You seem to be thinking in terms of a buffer. One program writes data into a buffer (like a data area or user space) and another program reads that data out. Then the process continues in a loop. (That's not how a stream works -- but you seem to be thinking that way.) You seem to be thinking that if the sender writes 70k of data, then the receiver must read 70k of data, or lose the data that he didn't read. That's not true at all. That's not how a stream works.

Think of it like a file. When you write a record, each record is limited to 32766 bytes (at the most) in a single record, right? That doesn't mean the WHOLE file is limited to 32k. You can write more than one record... except that a stream isn't organized into records... err... perhaps you can think of it as 1 byte per record... ugh, this example is probably too confusing...

Okay, in simpler terms, just think of it as a queue. A queue of bytes. Like people lined up to go on the roller coaster at your local amusement park. Each time a new car comes down the track, it takes people out of the line, and gives them a ride. The people who didn't fit will wait for the next car. You might call this a "continuous stream of people" or a "queue of people". You don't have to have a car/train on the roller coaster that's large enough for everyone in the line to get on at once. If it can only take 17 people at a time, and there's 340 people in line, that just means that it'll take 20 trips to get all of the people. But you'll get them all in the end... While those people are waiting, more people can be added on to the end of the line. It doesn't matter, it'll get to those new people eventually.

The stream socket is the same way. When you recv() 32k from the socket, it doesn't have to be everything. You can read 32k, then read another 32k, then another... each time it takes THAT many bytes off of the stream (if there's that many available at the moment you call recv). The remaining bytes in the stream will wait and be returned the /next/ time you call recv. Meanwhile, the sender is free to keep adding more bytes to the stream, he doesn't have to wait for you to clear all of the data out.

Don't think of it as a fixed-length piece of data. Therein lies madness.
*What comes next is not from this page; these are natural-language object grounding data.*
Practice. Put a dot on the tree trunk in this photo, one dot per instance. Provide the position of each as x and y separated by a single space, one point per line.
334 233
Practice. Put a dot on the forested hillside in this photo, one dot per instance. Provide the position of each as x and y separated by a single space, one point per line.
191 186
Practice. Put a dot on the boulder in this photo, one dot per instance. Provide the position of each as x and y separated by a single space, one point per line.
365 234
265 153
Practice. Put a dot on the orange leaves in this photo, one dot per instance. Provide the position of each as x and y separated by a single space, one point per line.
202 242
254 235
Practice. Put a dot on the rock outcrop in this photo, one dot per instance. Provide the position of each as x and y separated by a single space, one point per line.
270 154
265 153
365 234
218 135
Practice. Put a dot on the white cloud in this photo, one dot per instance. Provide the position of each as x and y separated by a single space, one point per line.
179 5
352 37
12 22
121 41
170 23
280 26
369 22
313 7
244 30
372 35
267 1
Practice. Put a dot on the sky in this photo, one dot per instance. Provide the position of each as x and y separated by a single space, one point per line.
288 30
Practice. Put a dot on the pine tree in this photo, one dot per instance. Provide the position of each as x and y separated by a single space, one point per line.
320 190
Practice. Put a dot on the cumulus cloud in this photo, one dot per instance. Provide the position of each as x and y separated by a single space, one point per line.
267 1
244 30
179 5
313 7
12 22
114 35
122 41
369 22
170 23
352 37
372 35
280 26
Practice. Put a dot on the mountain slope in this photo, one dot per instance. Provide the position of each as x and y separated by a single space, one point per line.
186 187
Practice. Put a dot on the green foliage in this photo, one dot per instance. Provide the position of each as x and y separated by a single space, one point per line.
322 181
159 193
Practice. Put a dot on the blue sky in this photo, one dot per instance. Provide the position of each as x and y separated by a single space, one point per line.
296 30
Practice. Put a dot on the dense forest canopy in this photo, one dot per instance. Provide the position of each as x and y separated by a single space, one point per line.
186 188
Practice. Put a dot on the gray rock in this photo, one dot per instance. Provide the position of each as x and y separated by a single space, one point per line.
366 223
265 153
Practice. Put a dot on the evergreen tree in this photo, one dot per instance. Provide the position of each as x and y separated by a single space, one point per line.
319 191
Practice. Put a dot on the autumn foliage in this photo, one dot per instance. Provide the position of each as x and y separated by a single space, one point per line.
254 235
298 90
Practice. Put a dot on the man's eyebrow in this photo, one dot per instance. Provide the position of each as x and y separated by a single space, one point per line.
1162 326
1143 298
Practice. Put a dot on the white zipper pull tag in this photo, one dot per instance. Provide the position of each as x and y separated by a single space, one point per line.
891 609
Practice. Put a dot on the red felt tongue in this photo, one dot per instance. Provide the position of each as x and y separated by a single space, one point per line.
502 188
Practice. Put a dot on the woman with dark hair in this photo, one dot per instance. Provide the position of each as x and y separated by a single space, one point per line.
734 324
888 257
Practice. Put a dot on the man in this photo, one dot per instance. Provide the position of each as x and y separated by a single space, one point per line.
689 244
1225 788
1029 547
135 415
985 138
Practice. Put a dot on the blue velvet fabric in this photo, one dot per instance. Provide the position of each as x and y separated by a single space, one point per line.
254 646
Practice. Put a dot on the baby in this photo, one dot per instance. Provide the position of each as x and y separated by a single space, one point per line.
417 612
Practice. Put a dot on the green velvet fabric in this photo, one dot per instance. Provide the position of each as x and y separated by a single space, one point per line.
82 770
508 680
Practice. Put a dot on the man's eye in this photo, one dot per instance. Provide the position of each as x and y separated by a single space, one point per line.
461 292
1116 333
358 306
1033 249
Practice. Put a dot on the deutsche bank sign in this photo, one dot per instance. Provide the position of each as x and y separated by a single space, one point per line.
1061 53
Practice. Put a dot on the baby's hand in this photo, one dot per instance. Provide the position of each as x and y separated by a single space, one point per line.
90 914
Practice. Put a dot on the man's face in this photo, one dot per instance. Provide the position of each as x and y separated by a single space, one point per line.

Think of it as a continuous stream of data...

Can I extract a portion of the data?

Hopefully I've already answered that, but... YES, of course... That's the default action.
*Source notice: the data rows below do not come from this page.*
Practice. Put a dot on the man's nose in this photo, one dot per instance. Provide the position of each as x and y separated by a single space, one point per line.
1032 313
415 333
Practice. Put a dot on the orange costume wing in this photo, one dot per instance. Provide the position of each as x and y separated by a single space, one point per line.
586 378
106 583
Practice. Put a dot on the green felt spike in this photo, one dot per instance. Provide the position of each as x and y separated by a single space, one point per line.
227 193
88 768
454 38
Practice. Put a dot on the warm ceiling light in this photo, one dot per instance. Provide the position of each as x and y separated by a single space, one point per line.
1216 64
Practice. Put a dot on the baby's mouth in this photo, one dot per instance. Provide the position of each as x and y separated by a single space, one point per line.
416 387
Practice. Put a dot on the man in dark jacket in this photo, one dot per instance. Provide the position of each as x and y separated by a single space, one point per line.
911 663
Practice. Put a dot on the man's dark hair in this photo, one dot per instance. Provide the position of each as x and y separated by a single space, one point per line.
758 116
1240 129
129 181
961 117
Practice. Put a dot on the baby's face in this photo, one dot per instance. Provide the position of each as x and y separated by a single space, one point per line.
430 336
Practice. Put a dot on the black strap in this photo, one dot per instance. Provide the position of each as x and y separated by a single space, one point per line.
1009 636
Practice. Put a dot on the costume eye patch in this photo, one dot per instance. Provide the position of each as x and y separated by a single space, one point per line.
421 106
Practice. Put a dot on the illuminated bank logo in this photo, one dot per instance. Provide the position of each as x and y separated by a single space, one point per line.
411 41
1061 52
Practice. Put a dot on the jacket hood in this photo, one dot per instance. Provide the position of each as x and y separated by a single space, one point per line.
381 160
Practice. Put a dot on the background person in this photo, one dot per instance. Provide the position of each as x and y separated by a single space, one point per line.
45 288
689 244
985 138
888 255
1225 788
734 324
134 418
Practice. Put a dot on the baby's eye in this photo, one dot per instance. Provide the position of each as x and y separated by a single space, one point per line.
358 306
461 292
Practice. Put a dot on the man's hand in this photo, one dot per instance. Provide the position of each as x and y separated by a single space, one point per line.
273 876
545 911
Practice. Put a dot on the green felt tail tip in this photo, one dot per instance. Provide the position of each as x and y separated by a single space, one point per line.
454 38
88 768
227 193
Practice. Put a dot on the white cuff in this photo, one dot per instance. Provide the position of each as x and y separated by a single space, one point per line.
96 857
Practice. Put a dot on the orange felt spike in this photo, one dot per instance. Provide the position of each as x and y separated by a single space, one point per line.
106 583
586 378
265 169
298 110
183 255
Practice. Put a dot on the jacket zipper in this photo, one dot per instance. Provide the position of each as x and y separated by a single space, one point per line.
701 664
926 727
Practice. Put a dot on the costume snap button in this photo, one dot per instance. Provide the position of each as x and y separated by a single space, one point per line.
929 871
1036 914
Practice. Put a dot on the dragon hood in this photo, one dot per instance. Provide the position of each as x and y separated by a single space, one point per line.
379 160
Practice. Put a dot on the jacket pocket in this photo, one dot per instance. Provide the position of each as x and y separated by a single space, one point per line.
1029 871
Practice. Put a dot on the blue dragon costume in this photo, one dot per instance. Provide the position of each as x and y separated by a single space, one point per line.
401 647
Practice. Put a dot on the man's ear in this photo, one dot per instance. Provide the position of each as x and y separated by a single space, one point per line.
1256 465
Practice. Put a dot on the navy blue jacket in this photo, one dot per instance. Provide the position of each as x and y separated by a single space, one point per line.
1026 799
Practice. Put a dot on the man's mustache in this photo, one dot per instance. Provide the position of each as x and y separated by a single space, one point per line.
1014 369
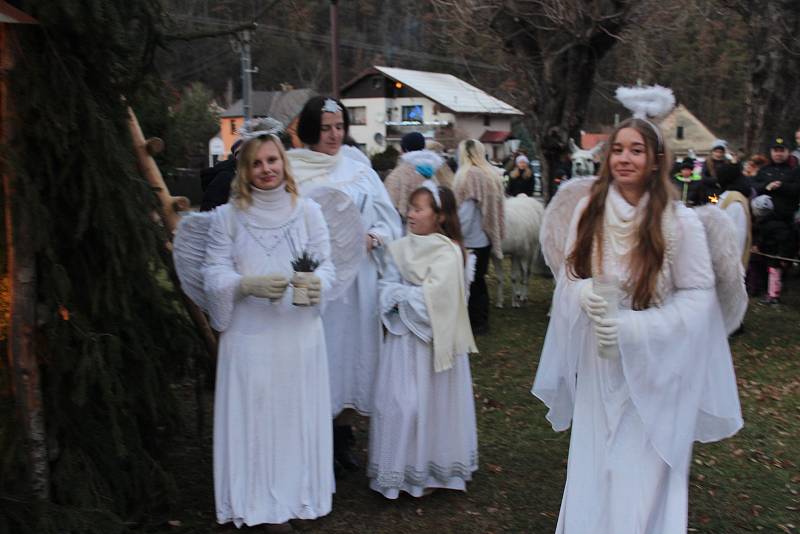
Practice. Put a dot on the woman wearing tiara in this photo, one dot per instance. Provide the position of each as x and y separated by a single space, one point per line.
272 434
640 384
422 431
352 323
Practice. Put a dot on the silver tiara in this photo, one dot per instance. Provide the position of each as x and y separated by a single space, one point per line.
331 106
260 127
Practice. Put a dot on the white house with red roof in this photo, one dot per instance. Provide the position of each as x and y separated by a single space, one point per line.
385 103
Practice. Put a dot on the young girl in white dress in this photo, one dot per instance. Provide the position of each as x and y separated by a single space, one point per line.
422 432
641 385
272 432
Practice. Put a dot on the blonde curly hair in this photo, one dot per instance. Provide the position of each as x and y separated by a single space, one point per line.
241 195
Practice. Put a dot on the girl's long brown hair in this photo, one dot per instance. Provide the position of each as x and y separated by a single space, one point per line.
649 251
450 226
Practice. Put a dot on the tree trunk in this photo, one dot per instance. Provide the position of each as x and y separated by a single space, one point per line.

I ask that since I've been testing receiving data streams over 32k, but in debug the data appears as a string of @'s and I'm not sure what's causing that. I'm assuming it's 'error' related.

No idea about that. Sounds like a bug in your code to me. Maybe you're not taking the return value from recv() into consideration? Maybe you're thinking that if you ask for 32k of data, it'll always return 32k of data? (Again, you're thinking in fixed-length chunks, rather than a stream...)

But, it's almost certainly some sort of bug in your code.

Also I know that QDCXLATE is limited to 32767 bytes. Are there any alternatives for translating text larger than 32k or should I just deconstruct and then reconstruct it in 32k chunks?

I use QDCXLATE in simple one-off programs, etc. I use iconv() in any non-trivial applications. iconv() is more complicated, but it's a much better tool than QDCXLATE, and it doesn't have the 32k limit.

Calling QDCXLATE one chunk at a time (in a loop) will also work... but it's really hard to get the exact right translation table with QDCXLATE, so I greatly prefer iconv().

At the very least I'd like to be able to detect a large string, pull some identifiable data out of it and send off an email to the sender letting them know I can't handle data stream larger than x bytes long. Does that make sense?

It makes sense... though I'm not familiar with your application's protocol, so I don't know how you'd do it, specifically.

Personally, I'd just write my code to handle any size of data and be done with it. (Of course, I know NOTHING about your application or what you're doing with the data, so maybe I'm totally wrong...)

Any suggestions/comments as to how I should attack this?

Think in terms of an ongoing, never-ending, stream. Or perhaps a pipe. Don't think of it in terms of fixed-length records... Then design your application to handle it appropriately.